Saturday, 15 September 2012

THE HERON AND THE GOLDFISH

It is six o'clock in the morning.
The fish are in their pond.
They look all round their little world.
They do not look beyond.

They find a fly to feast upon
How glad are they to feed!
The youngest says, “O lucky day!”
The oldest says, “Indeed!”

They flick their fins in the sunlight
which is an act of folly.
They flash their splendid golden flanks.
The world, they think, is jolly.

The herons have lived on the Western bank
since Ex’ter built her wall
but sometimes one will cross the tide 
and condescend to call.  

The herons have been at Powderham
since Harold lost an eye
but now and again one flaps this way
and drops in from on high.

Oh,  noble is the heron
and stately is her flight!
She looks down on the suburbs
as a noble creature might:

the emerald of little lawns,
of bushes, trees and fronds,
the ruby rose, the sapphire phlox,
the diamond garden ponds.

“O do not leave me, fellows mine!”
So speaks the youngest fish
“I would not stay here all alone!”
The heron grants his wish.

It is six o'clock in the morning,
or maybe a minute more,
and all the fish who once swam here
ride high in the heron’s craw.









Sunday, 9 September 2012

A CASUAL DROWNING, 1815.

On Sunday 6th August 1815, a couple of months after the Battle of Waterloo and a couple of weeks after the excitement of Napoleon being off Brixham aboard the Bellephoron, four people, a manservant and three women servants, were enjoying a quiet day's boating on the Estuary.   They had hired an Exmouth boat skippered by a  fifteen year old boy.   In the evening they found themselves in the Bight where the great colliers were moored and a sudden squall of wind drove their boat in such a way that it fouled the hawser of one of the ships lying there.   The boat was upset and a young woman was drowned.   The others were helped aboard the collier by the 'active exertions' of the crew.

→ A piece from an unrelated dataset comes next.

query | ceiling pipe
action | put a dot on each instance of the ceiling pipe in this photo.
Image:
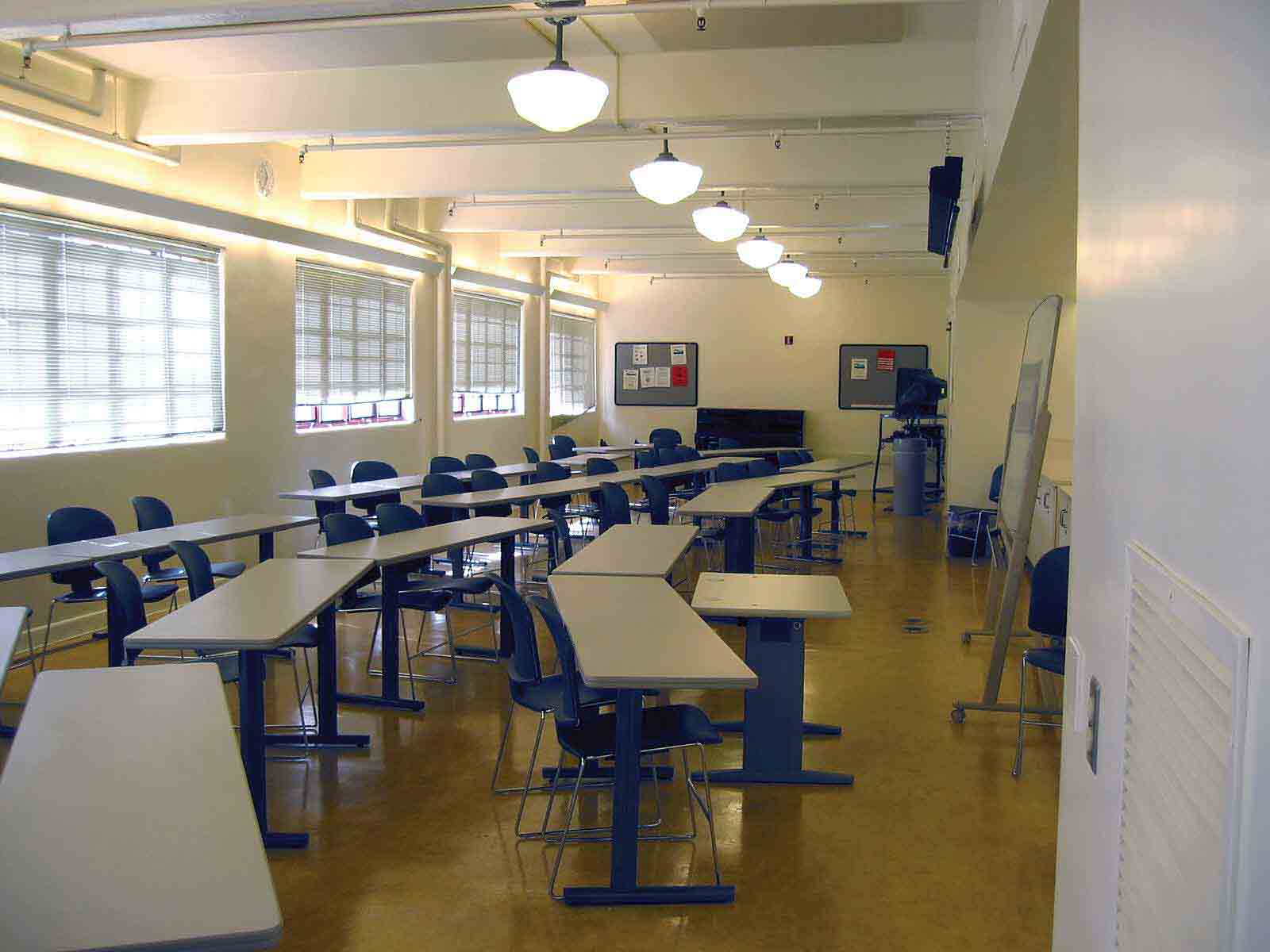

As well as being squally weather, it was probably that time of ebb when the infamous 'race' is running    Even today,  when there are no colliers' hawsers to plague us,  many a small boat gets into a tangle in that part of the river.

 The report does not tell me,-  I am reading this in the Woolmer's  Exeter and Plymouth Gazette of August 12th 1815, -   but I imagine that these were four young people from a local household enjoying the one day in the week when they were allowed out.   We are not told the name or age of the girl who died.  She was, after all, only a servant!

It is no doubt perverse to feel much sympathy with someone whose death took place two centuries ago when there are so many contemporary tragedies shouting for our attention but I am in a melancholy mood today so I am wondering what this lost 'young woman' was like.  One moment she was perhaps laughing, chatting, joking, the next she was fighting for her life in the chilly waters of the Exe encumbered by her impossible Regency petticoats.  Was she still a teenager?  Was she pretty?  Did she have a sweetheart to weep for her or aged parents to grieve?    The distance and the very casualness of the newspaper report somehow make her sad death seem all the sadder.